Keeping Up With the Aristocrats review – as ludicrous as a real-life Downton Abbey

How will they survive with only 72 priceless paintings? And why are trained killers such bad boyfriends? Lose yourself in the absurdly laughable dilemmas of these aristos


I think we are probably supposed to express bafflement that there is still an audience for shows such as Keeping Up With the Aristocrats (ITV), in which we are promised, explicitly and without irony, “exclusive access” to “Britain’s most prominent dynasties”. To bewail the fact that the thought of seeing how the 0.1% live who were in the right place at the right time when William the Conqueror came to town still has us in its thrall. And to ponder whether the continuing reduction of the nation – its democracy, economy, cultural life, morality – to rubble at the hands of the elite (aristocracy-allied even when they’re not actually aristos) will ever curb the appetite for watching them in their natural, heavily pargeted habitats.

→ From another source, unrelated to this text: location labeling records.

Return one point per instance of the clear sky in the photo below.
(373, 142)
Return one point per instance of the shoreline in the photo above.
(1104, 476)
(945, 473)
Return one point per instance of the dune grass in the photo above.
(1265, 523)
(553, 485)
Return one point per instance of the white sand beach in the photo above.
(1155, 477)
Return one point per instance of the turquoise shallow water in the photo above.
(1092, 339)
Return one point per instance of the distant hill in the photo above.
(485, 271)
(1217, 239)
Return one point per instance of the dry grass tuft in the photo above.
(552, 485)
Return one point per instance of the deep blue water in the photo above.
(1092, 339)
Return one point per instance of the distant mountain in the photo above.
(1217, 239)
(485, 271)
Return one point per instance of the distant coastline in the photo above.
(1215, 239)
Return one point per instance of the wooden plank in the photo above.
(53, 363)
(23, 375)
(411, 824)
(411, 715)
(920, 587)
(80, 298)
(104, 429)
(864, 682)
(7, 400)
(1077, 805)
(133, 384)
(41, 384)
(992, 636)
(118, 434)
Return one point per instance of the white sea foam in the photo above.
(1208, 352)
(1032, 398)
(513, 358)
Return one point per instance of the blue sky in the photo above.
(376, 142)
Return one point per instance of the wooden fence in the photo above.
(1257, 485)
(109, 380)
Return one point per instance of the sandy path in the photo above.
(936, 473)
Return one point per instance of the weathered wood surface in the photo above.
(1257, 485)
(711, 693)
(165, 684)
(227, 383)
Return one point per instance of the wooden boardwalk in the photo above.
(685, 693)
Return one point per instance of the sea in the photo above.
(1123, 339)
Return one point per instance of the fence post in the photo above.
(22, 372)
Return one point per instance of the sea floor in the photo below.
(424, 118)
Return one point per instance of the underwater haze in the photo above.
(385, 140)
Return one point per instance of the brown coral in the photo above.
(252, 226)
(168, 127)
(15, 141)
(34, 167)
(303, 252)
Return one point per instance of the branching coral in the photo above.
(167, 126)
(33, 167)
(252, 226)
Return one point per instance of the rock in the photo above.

But television viewing is a complex business. You can keep up with the aristocrats for an hour in much the same way as you watch Bridgerton or Downton Abbey. Pure escapism – what would it be like to have won life’s lottery and spend your days wandering round a Georgian mansion being a second cousin of Prince Charles (like Lord Ivar Mountbatten) or the 400-year-old, 126-room sprawl of Carlton Towers like Lord Gerald Fitzalan-Howard (brother of the Duke of Norfolk and related to most of the people you read about in Philippa Gregory novels). “I’m always full of ideas,” he says. “Some good. Some just completely rubbish.”

And just who would not want to be Princess Olga Romanoff? Yes, one of the Romanovs, whose great uncle was the Tsar, murdered in 1918 by the Bolsheviks. The surviving family was scooped up by King George and put into Provender House in Kent, a 13th-century mansion Olga grew up in and still lives in. She is single, has a gay best friend to keep her company, and the Royal Windsor Horse Show to keep her entertained. She occasionally contemplates getting a boyfriend but says “I like the SAS type. A trained killer with a good body. But generally they turn out to be complete shits.” This, children, is what’s known as being in the very prime of life.

Or you could be swanning round a 17th-century pile with 500 acres and a vineyard, like Alexandra Sitwell and her husband Rick. Though he is the kind of man who reckons the greatest crime in life is “to be boring” and wears loud shirts and coloured glasses in an apparent attempt to prove himself otherwise, so I think we can infer Alexandra does have her own problems. I’d recommend a lot of long walks alone around that 500 acres if I were you, pet, and a deal of steady, secret drinking from the vineyard. Or go and have a word with Princess Olga. She’ll see you right.

We are sliding, already, into the second type of viewing – the hatewatch. There’s simply nothing like watching a bunch of people braying about their suffering (“If we sell a Titian, we’ll only have 72 Titians left! What am I supposed to look at? The Vermeers?”) to feel the cleansing fire of a hatred that harms no one.

The third kind is liberation viewing. To watch Lord Mountbatten and his husband James stress about finding enough tablecloth underlays to equip the one-night-only, £165-a-head pop-up restaurant they have hired Jean-Christophe Novelli to preside over is to know 27 types of catharsis at once, followed by a deep, deep peace. “I could not,” you think serenely, gazing into the middle distance from the sofa, “care less. Let the whole thing fail. Let them eat Greggs. It would matter – unlike almost everything else in this burning hellscape of a world – not one jot.”

In these absurd offerings, however, there is always at least one protrusion that snags your attention and leaves you wanting more. In this case, it is Dave, butler to Alexandra and Rick. Dave’s father, he tells us, was a pig farmer. His job, according to him, is the same thing. “You feed ’em when they’re hungry and clean up their mess.” I will take a 90-minute special on Dave and his dad as soon as you’re ready, ITV.